30 July 2012
Derry to mark 40th anniversary of British Army’s ‘Operation Motorman’
'Operation Motorman' came after Bloody Sunday
THERE will be a series of events held in Derry tomorrow (Tuesday 31st July) to mark the 40th anniversary of Operation Motorman
It will begin at 6pm in Creggan Heights adjacent to Glassagh Park/Grotto with a historical account of Operation Motorman.
This will be followed by the unveiling of the plaque in memory of IRA Volunteer Seamus Bradley at Chapel Lane beside Bishop's Field. A memorial Mass will be held at St Mary’s Chapel, Creggan, at 7:30pm.
Directly after the Mass there will be a photographic display at the Cornbeef Centre, Central Drive.

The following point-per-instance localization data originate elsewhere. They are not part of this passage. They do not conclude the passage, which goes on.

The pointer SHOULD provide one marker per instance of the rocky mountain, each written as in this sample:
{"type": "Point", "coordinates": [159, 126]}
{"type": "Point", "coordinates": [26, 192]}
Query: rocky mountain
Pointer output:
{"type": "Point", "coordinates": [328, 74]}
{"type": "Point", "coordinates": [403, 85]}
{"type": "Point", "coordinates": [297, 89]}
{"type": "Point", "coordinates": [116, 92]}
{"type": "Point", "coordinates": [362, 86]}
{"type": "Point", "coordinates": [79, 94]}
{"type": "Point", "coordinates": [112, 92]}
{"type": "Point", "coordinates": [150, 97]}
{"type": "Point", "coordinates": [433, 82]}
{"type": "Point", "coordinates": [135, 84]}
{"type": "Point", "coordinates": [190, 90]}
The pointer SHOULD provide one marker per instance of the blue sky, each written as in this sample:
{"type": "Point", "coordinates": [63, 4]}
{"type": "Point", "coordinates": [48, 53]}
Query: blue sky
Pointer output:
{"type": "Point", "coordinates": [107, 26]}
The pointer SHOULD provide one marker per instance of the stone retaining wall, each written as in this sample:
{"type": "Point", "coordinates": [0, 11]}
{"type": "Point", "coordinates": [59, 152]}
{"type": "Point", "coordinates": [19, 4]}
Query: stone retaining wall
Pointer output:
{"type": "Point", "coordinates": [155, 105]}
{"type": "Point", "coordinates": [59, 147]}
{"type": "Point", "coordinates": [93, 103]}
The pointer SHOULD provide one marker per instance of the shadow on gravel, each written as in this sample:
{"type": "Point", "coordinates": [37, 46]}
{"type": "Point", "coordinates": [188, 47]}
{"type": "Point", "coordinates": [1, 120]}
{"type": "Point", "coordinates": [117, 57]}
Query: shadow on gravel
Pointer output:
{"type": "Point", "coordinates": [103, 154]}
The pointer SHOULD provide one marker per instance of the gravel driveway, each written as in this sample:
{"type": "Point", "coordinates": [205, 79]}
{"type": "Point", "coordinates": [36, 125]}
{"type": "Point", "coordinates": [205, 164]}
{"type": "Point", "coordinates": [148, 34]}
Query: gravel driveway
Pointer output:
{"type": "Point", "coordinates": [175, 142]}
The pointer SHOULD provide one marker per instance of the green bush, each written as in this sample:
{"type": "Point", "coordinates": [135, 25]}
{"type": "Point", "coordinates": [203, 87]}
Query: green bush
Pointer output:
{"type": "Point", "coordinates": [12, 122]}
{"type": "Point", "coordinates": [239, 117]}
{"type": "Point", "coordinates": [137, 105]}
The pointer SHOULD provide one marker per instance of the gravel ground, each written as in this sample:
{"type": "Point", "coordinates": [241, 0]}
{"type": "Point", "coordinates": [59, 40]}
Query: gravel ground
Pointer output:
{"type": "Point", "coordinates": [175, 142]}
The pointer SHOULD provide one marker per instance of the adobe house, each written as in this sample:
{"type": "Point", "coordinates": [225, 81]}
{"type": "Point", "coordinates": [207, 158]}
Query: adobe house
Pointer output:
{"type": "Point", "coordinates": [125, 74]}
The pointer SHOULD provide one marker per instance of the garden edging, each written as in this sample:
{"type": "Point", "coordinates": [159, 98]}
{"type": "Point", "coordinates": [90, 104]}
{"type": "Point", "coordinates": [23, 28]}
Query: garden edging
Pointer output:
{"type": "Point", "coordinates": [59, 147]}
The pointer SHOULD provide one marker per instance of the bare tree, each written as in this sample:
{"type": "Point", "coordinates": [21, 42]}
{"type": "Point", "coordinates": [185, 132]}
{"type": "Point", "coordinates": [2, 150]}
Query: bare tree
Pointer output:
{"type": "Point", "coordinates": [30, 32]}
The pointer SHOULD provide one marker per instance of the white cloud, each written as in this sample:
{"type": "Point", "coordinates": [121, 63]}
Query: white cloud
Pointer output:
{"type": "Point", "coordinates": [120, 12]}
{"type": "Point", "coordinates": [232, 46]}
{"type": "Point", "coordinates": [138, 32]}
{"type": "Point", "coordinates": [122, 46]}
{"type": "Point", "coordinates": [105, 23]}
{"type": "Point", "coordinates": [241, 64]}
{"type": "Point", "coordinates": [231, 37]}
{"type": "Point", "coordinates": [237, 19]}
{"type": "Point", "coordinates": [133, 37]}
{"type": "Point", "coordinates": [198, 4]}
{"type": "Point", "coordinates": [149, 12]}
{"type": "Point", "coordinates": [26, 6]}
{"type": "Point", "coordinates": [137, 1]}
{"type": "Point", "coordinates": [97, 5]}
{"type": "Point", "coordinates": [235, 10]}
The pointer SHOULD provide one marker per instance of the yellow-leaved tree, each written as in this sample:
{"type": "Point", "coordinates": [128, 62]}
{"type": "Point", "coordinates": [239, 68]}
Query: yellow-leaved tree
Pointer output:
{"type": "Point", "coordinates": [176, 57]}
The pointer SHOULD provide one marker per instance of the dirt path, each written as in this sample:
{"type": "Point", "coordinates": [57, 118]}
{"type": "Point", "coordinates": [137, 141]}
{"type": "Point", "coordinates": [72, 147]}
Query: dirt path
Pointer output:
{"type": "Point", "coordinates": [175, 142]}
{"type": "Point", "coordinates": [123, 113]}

The display will be accompanied by a talk on the Daniel Hegarty Inquest by a representative of the Pat Finucane Centre. A presentation will be made to the Bradley and Hegarty families by the Eamonn Lafferty Sinn Féin Cumann.
Earlier that day (at 1pm) the Creggan Monument Committee will make a presentation to the family of IRA Volunteer Seamus Bradley at the Creggan Republican Monument, Cromore Gardens.
‘Operation Motorman’
ONE of the largest military operations undertaken by the British Army since the end of the Second World War was mounted across the Six Counties on the last day of July 1972. The background to ‘Operation Motorman’ was the British breach of the truce with the IRA which had lasted from 26 June to 9 July 1972.
Earlier that year, the British Army had been responsible for the Bloody Sunday massacre of 14 civilians in Derry.
The climax of the intense military repression of nationalists that had begun the previous August with the imposition of internment without trial. The reaction in Ireland and worldwide to Bloody Sunday caused a crisis for the British Tory Government of Edward Heath (pictured) and for the unionist government in Stormont.
In March, the British Government abolished the Stormont parliament and introduced direct rule with the aim of shoring up the crumbling Six-County state.
On 31 July, 12,000 British troops, using tanks, bulldozers and armoured cars, smashed through the barricades. Schools, factories and other premises were occupied, many of them remaining as British Army fortresses until the Peace Process at the end of the 1990s. In Creggan in Derry, the British Army killed civilian Daniel Hegarty (16) and IRA Volunteer Seamus Bradley (19).